Amelia patted the backpack that she’d pulled the crisp papers out of.  “Spacesuit, change of uniform, a few personal supplies.  Based on what I read about the mission, I should be set.”

“It sounds like it,” Kipper agreed.

The dog saluted again.  Kipper and Trugger saluted back.

Once Amelia was all the way out of the barracks, Kipper said in a low voice, “She knows something.  Something we don’t.”

“You think so?” Trugger asked.

“I’m sure of it.  Or she would never have agreed to Nioli and Gy’krr joining the crew at Europa.  I don’t think she thinks our mission is going to make it that far.”
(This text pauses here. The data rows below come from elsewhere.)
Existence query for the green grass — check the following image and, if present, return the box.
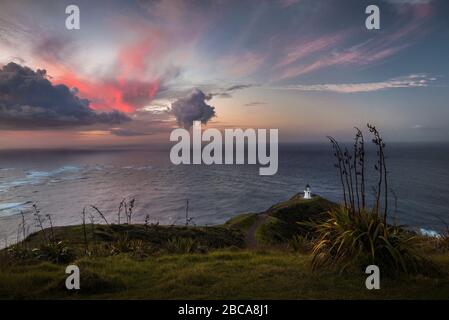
[0,250,449,299]
[0,196,449,299]
[256,195,335,245]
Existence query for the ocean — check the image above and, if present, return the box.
[0,144,449,246]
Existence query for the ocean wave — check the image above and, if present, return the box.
[0,201,31,217]
[0,166,80,192]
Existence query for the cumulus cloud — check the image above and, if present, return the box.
[171,89,215,128]
[275,74,436,93]
[245,101,267,107]
[0,62,131,129]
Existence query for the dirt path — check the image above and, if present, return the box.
[245,213,268,249]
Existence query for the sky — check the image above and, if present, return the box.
[0,0,449,149]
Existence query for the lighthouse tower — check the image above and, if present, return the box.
[304,184,312,199]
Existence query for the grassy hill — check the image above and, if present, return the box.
[0,195,449,299]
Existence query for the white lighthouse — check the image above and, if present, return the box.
[304,184,312,199]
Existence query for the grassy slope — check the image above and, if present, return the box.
[256,194,335,245]
[0,250,449,299]
[0,196,449,299]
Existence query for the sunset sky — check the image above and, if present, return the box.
[0,0,449,149]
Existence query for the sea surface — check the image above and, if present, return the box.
[0,144,449,246]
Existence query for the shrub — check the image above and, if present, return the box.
[306,207,429,274]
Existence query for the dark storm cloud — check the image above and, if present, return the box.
[171,89,215,128]
[0,62,130,129]
[226,84,253,92]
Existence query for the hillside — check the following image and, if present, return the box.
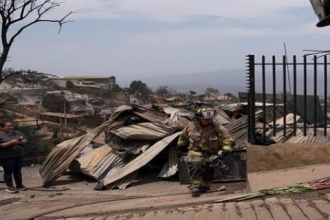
[117,70,246,94]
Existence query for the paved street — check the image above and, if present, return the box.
[44,197,330,220]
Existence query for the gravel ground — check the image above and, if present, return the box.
[0,165,246,205]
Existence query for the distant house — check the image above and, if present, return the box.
[192,92,232,105]
[54,76,116,88]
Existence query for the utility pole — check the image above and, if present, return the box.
[61,90,68,128]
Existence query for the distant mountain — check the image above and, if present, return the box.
[117,70,246,94]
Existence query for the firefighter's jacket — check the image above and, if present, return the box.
[178,120,234,161]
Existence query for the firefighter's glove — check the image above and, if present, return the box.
[176,147,187,158]
[221,146,233,158]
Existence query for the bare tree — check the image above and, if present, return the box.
[0,0,73,84]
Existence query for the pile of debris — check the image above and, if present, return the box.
[40,100,326,189]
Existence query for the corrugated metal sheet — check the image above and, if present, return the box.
[102,132,180,186]
[111,122,174,140]
[39,118,115,185]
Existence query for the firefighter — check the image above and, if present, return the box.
[177,105,234,194]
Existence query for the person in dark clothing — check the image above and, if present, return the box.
[0,119,26,193]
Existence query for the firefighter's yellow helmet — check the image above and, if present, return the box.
[194,105,215,119]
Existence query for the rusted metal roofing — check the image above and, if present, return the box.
[102,132,180,186]
[111,122,174,140]
[40,112,83,119]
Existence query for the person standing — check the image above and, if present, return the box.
[177,105,235,194]
[0,119,27,193]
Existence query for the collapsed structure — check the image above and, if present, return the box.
[40,97,327,189]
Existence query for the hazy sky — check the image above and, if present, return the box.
[6,0,330,81]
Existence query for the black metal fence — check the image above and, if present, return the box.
[247,55,329,144]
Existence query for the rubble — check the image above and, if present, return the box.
[40,100,327,190]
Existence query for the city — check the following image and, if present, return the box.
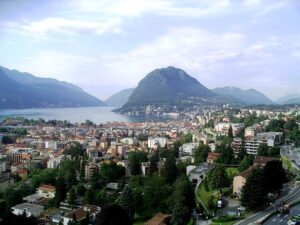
[0,0,300,225]
[0,106,300,225]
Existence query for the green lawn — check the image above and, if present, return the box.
[210,221,236,225]
[198,183,219,209]
[226,167,239,177]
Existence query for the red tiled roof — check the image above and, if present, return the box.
[39,184,55,191]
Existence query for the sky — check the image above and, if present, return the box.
[0,0,300,100]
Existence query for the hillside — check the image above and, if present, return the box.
[125,67,215,107]
[0,67,105,109]
[212,87,273,105]
[276,94,300,105]
[104,88,134,107]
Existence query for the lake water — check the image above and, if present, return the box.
[0,107,170,124]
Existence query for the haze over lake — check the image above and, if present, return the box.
[0,107,170,124]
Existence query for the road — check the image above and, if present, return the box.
[235,186,300,225]
[264,204,300,225]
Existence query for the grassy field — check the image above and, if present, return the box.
[226,167,239,177]
[198,183,219,209]
[210,221,236,225]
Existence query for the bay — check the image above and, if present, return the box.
[0,107,172,124]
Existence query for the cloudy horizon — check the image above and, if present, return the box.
[0,0,300,100]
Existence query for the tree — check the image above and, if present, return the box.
[128,151,148,176]
[194,142,211,164]
[238,156,253,172]
[100,161,125,182]
[263,160,287,193]
[68,188,76,208]
[228,125,233,140]
[163,151,177,184]
[1,136,13,145]
[95,204,132,225]
[269,146,280,157]
[150,151,159,174]
[120,186,134,220]
[171,176,195,225]
[257,143,269,156]
[209,165,229,190]
[54,177,67,207]
[240,167,267,211]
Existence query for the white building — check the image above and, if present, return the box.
[180,142,199,155]
[37,184,55,198]
[215,123,244,136]
[11,203,44,217]
[245,132,282,155]
[0,158,7,174]
[121,137,137,145]
[47,156,62,169]
[141,162,150,176]
[148,137,167,149]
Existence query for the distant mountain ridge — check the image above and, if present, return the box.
[276,94,300,105]
[0,67,105,109]
[212,87,274,105]
[104,88,134,107]
[120,66,215,107]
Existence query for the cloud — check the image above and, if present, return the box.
[2,17,122,36]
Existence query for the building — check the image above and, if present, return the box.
[141,162,150,176]
[63,205,101,225]
[10,162,23,173]
[37,184,55,198]
[0,158,7,174]
[245,132,282,155]
[11,203,44,217]
[15,169,28,180]
[186,163,214,183]
[84,162,99,180]
[253,156,279,168]
[233,167,253,196]
[231,138,242,157]
[148,137,167,149]
[121,137,137,145]
[215,123,244,137]
[207,152,221,164]
[180,142,199,155]
[47,157,62,169]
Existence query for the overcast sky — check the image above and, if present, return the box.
[0,0,300,99]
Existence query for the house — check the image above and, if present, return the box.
[143,213,170,225]
[207,152,221,164]
[186,163,214,183]
[141,162,150,176]
[253,156,279,168]
[37,184,55,198]
[10,162,23,173]
[233,167,253,196]
[63,205,101,225]
[11,203,44,217]
[15,169,28,180]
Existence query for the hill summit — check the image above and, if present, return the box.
[124,66,215,107]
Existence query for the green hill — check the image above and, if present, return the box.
[0,67,105,109]
[124,66,215,107]
[104,88,134,107]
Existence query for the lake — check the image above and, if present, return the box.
[0,107,171,124]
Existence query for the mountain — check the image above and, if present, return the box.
[0,67,105,109]
[276,94,300,104]
[120,66,215,107]
[104,88,134,107]
[212,87,273,105]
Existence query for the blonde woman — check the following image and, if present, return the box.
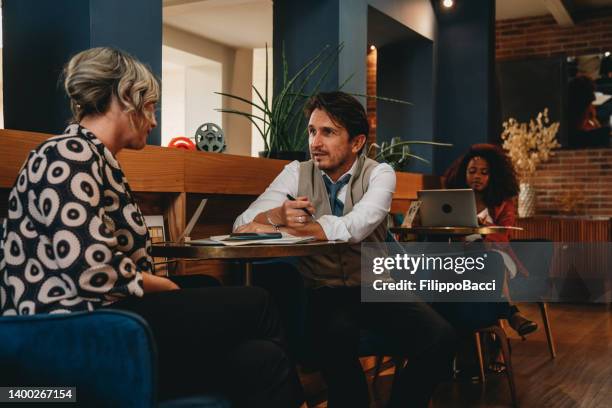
[0,48,302,407]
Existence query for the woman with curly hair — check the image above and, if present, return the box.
[444,143,538,336]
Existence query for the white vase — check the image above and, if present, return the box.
[519,183,536,218]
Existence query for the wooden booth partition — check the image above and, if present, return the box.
[0,129,440,281]
[512,217,612,303]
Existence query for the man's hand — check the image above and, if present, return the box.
[142,273,180,294]
[236,221,276,233]
[278,197,316,229]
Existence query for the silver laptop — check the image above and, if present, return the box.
[417,188,478,227]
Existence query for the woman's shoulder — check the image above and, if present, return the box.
[28,125,102,166]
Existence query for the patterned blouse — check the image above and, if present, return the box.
[0,125,152,315]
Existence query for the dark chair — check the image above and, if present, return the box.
[0,310,230,408]
[508,238,557,359]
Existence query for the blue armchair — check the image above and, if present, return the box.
[0,310,230,408]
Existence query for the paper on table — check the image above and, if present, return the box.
[189,233,315,246]
[484,225,523,231]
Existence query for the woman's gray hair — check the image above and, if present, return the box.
[63,47,160,128]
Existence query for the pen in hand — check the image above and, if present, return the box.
[287,194,315,220]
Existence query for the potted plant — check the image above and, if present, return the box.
[368,137,452,171]
[216,44,412,160]
[216,44,342,160]
[501,108,561,217]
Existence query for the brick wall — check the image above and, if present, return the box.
[495,8,612,60]
[533,149,612,217]
[366,47,378,145]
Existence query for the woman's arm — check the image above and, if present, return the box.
[142,273,180,294]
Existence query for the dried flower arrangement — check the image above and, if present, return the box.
[501,108,561,183]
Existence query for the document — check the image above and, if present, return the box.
[189,232,315,246]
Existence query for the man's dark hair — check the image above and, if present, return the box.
[304,92,370,139]
[444,143,519,208]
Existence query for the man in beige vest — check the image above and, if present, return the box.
[234,92,454,408]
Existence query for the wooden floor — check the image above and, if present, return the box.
[302,304,612,408]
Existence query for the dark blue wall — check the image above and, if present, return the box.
[273,0,339,95]
[2,0,89,137]
[376,35,434,173]
[3,0,162,144]
[433,0,497,174]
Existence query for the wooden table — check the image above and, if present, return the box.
[389,225,522,241]
[151,241,349,286]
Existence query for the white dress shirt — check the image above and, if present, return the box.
[234,160,395,242]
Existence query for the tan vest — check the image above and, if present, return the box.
[298,155,387,287]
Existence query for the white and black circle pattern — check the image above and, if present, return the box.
[36,235,58,271]
[119,257,136,278]
[79,265,117,293]
[61,201,87,227]
[19,215,38,239]
[57,137,92,162]
[104,190,119,212]
[16,171,28,193]
[38,187,60,227]
[91,160,104,185]
[85,244,113,266]
[60,273,78,296]
[8,188,23,220]
[6,276,25,305]
[89,217,117,247]
[53,230,81,269]
[122,203,147,235]
[24,258,45,283]
[17,300,36,315]
[115,228,134,253]
[0,125,152,314]
[28,153,47,184]
[37,276,70,304]
[47,160,70,184]
[70,172,100,207]
[4,231,26,266]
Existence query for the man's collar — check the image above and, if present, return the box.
[321,156,359,184]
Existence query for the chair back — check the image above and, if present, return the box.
[0,310,157,407]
“We’ll just have to prove her wrong,” Trugger said.  “Like a penguin holding its breath.”

“Yes,” Kipper agreed, having no idea what he meant.  “Exactly like a penguin holding its breath.”  She found it was easier to agree with Trugger’s bird metaphors than try to understand or fix them.  She’d tried fixing them before… it usually just inspired Trugger to throw more bizarre bird metaphors at her, until they were going around in more and more crowded circles of metaphorical birds.  “We need to get this ship off the ground as soon as possible.  Once we’re in space… the whole game changes.”

“May I respectfully suggest then…” Trugger said, folding his webbed front paws together.  He looked very handsome in his blue and silver uniform, and a little like an alien from the television space drama Tri-Galactic Trek with his fur dyed into green stripes.  “…that we change the goal?  If we keep pushing for authorization to make a test flight to Europa, then the government dogs will keep pushing back.  But if we ask for authorization for a test flight to the moon…”

“…then suddenly we’re not trying to fly off into threatening, contested space, right next to a gas giant filled with hostile raptors and enigmatic octopi,” Kipper said, completing his thought.  “We’re just taking a victory lap around our own planet and demonstrating that dogs–”

“–and cats,” Trugger added.

“–yes, yes, of course, and cats can get to Moonville Funpark under the power of their own technology.  Not threatening.”

“Maybe… patriotic?” Trugger asked.

“That spin does seem like it would go over better with the incoming administration.”

Trugger reached for the laptop, still in Kipper’s paws.  He took it and said, “Come on, let’s write a proposal, and get our flock flying.”

Nobody had a better friend than Trugger.